Dublin & Design with Annie Atkins

First things first, what was it like working with Wes Anderson? 

Wes Anderson is the most meticulous and hands-on director I’ve ever worked with, and I worked closely with him and his production designer Adam Stockhausen every day. The whole job was an incredible rollercoaster from the moment I got the first call from the producers, to the winter I spent with the cast and crew in the fictional Empire of Zubrowka, to the day I sat down in the cinema to watch The Grand Budapest Hotel for the first time. I doubt I’ll work on a more beloved film that pays so much attention to graphic design again in my lifetime, so not a day goes by when I don’t thank my lucky stars (and Wes and Adam!) for that opportunity.

To Dublin next, is it a creative city? 

Definitely. We make so many films and TV shows here in Dublin, but I don't think people realise it. It's funny to hear critics rave about the sets in Ripper Street, for example, without realising it was all made here from start to finish – it's like they actually think it was shot in Victorian London. We have such great art directors, set designers, and construction teams here, and most of time they're building all this up from scratch.

Why is Offset unique?

Offset is more craic than other conferences because everybody hangs out together in the bars and you get to meet all the designers whose work you follow. They've done a great thing with it, turning it in to one of the best design conferences in the world and in such a short space of time. 

Who are you looking forward to seeing?

Cartoon Saloon, the animation studio from Kilkenny.

Dublin & Design with Annie Atkins
Dublin & Design with Annie Atkins

Which other Dublin designers inspire you?

My favourite Dublin designers are the craftspeople I get to work with in filmmaking here – the sign painters, the draughtsmen and the model makers. It's inspiring working in a tactile environment where everything is made by hand. It's a secret world of design because when you watch this stuff on screen you don't notice it. That's the beauty of it. It's all a trick. 

What developments have you noticed in the Dublin design scene in recent years?

I was lucky to start work on The Tudors back in 2007 when they were raising the bar for TV design. These days, design for television is expected to be on a par with film, because everybody's watching shows instead of going to the cinema. It's exciting to see American and British productions wanting to get their shows made here now. Partly for our great locations, but also for our design standards.
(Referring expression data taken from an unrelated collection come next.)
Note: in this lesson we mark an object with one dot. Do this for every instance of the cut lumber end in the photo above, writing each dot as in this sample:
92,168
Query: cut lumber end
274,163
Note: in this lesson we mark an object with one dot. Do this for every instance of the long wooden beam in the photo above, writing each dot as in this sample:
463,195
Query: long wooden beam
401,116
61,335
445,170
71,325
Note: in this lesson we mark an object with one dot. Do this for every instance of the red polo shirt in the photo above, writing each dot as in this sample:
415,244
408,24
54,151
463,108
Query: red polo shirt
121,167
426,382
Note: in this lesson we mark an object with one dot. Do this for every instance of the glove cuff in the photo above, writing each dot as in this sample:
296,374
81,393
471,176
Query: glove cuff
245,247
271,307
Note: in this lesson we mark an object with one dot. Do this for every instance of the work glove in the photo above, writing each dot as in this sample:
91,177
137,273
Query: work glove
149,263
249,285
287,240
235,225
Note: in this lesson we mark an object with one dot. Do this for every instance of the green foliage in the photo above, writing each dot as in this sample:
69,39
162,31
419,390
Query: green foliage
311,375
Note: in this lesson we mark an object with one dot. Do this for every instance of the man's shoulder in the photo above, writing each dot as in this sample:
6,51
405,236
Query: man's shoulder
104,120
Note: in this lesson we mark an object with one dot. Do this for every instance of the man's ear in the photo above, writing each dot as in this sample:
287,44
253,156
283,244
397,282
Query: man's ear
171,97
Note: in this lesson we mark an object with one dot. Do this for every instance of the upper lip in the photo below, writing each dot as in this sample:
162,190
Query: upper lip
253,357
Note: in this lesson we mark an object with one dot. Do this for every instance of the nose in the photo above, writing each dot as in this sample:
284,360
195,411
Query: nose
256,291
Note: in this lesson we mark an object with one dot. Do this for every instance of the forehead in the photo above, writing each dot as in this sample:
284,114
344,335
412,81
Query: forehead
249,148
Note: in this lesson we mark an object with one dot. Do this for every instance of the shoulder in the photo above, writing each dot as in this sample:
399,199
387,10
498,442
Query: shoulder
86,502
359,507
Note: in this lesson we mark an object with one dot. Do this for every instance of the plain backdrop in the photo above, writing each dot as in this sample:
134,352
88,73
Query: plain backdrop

Where in Dublin inspires you?

While you're walking around town, look out for Dublin's ghost signs. It's an old town and a lot of signs from the past hundred years or so are still standing – have a look at for some examples. We have a strong tradition here of hand-crafted sign-making and I'm always trying to emulate it. The Central Hotel's charming sign on Exchequer Street was a big influence on the glass signage we made for Penny Dreadful

Where would you recommend for a quiet Sunday drink?

The Stag's Head on Dame Lane is great for Sunday Dublin pints. Look out for the old mosaic signage in the doorway. And if you look to your right you'll see fake Victorian graphics left over from TV shows, advertising peculiar things like 'Carriage Aprons'. Sam's Barbers across the road still has signs in the window advertising wooden legs. 

Dublin & Design with Annie Atkins
Dublin & Design with Annie Atkins

Best bargain restaurant?

I like Umi on Dame Street for their Palestinian falafels and Musashi on Capel Street for sushi. They're both delicious, and they both serve meals for well under a tenner. 

Favourite place for a stroll?

I love the Phoenix Park and go there every night for a walk after work in the summertime. There's always a herd or two of deer hanging around, but recently at dusk we saw a badger too.